Il n’empêche, le mouvement est lancé. On a dépassé l’époque des pionniers, on est maintenant dans l’ère de la majorité précoce, ou early majority, comme on l’appelle dans les cours de marketing produit. Les solutions proposées sont matures, les novateurs ont défriché le terrain, il est temps d’y aller.
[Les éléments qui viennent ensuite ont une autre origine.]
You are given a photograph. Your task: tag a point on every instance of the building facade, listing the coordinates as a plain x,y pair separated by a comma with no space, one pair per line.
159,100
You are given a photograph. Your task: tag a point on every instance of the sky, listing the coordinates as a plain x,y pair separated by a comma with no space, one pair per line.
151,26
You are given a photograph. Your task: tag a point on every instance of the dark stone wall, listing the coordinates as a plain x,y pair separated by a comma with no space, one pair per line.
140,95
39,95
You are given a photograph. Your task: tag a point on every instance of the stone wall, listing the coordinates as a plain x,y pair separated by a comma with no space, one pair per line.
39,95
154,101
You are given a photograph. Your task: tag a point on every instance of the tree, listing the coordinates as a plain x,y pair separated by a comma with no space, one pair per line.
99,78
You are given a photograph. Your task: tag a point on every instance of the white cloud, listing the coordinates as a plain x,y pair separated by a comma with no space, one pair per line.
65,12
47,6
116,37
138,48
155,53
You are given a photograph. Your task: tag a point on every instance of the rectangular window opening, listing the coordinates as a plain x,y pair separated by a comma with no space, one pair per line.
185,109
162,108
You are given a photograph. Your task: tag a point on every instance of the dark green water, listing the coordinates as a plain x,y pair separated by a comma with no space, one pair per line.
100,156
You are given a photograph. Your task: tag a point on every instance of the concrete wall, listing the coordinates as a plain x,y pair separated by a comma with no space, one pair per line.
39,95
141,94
Le 2.0 doit servir la vision de l’entreprise
Les entreprises ont aussi compris que la technologie ne fait pas tout, et qu’il faut un projet organisationnel. Les utilisateurs se serviront des plates-formes collaboratives, si cela a un sens par rapport à la mission de l’entreprise et à leur propre job, mais pour l’impulsion de départ, il faut plus. Idéalement, il faut que cela serve une vision : être à la pointe de l’innovation pour certains, faire de l’entreprise une vitrine technologique ou globaliser l’organisation humaine pour d’autres. Une vision qui peut être large ou pointue, comme le zéro mail d’Atos, dont on reparle ces jours-ci suite au rachat de BlueKiwi.
Les entreprises ont aussi compris qu’il est bon de se faire accompagner, d’autant plus s’il n’y a pas de sponsor fort dans l’organisation. Dans le cas contraire, le projet s’enlise dans la concurrence entre les différentes parties prenantes ou s’étouffe par manque de recul et de réflexion.
Les opérationnels seuls au coeur du changement
Pour autant, les implantations que je vois ou dont j’entends parler sont souvent exécutées à des échelons intermédiaires. Même si le comex approuve la décision, la réalisation ne se fait pas au niveau stratégique mais au niveau opérationnel : rationalisation des usages et réengineering des processus. On réalise ce qui a été chiffré dans le business case et on oublie, pour l’instant, les grandes idées sur l’entreprise de demain. Il y a déjà bien assez d’obstacles à franchir comme ça, soyons pratiques. Sauf que du coup, sans cette dimension visionnaire, le projet d’Entreprise 2.0 devient beaucoup plus sensible aux aléas de politique interne et du contexte économique général.
Un de mes contacts me disait récemment que son entreprise venait de geler quatre ans d’effort et une implémentation bien avancée à la suite d’un changement de direction. Le nouveau PDG et son équipe ont pour mission de gouverner au mieux l’organisation au sein de la crise. Un projet transversal comme le développement du collaboratif ne convient pas à leur stratégie de rigueur. La reprise en main des équipes passe par la maîtrise verticale des budgets et la possibilité de tailler dans le vif. Plutôt que de capitaliser sur l’adaptabilité et la puissance qu’acquiert l’entreprise en se maillant et en agissant comme un organisme cohérent, ils ont préféré le retour à une organisation traditionnelle en silos. Le projet d’Entreprise 2.0 n’est plus qu’un « overhead », un centre de coût indirect, cible idéal pour pratiquer des coupes.
Des changements de direction qui déstabilisent les projets
Que le changement d’orientation soit attribué à une politique de rigueur n’est peut-être qu’un prétexte. La plupart des projets transversaux ont souffert dans le même temps : besoin de contrôler les finances, voire de faire oublier les grands projets de l’équipe précédente.
Même si toutes les entreprises ne sont pas sujettes à des changements de direction aussi drastiques, on sait que le leadership des entreprises est cyclique. A une période de changement adaptif, durant laquelle des projets transversaux se déploient et où les employés adoptent en masse les nouvelles pratiques et multiplient les bénéfices par de nouveaux projets, succède une phase de changement technique qui refocalise les efforts sur d’autres défis.
Si le cycle suivant démarre avant que le déploiement soit pleinement réalisé et que le projet n’est pas protégé par une vision solide et consacrée, celui-ci risque de stagner, voire de disparaître. Les projets d’entreprise 2.0 ont besoin d’une période de changement adaptif suffisamment longue pour se déployer pleinement. Une vision à long terme est indispensable pour que la transformation de l’organisation soitréelle et pérenne.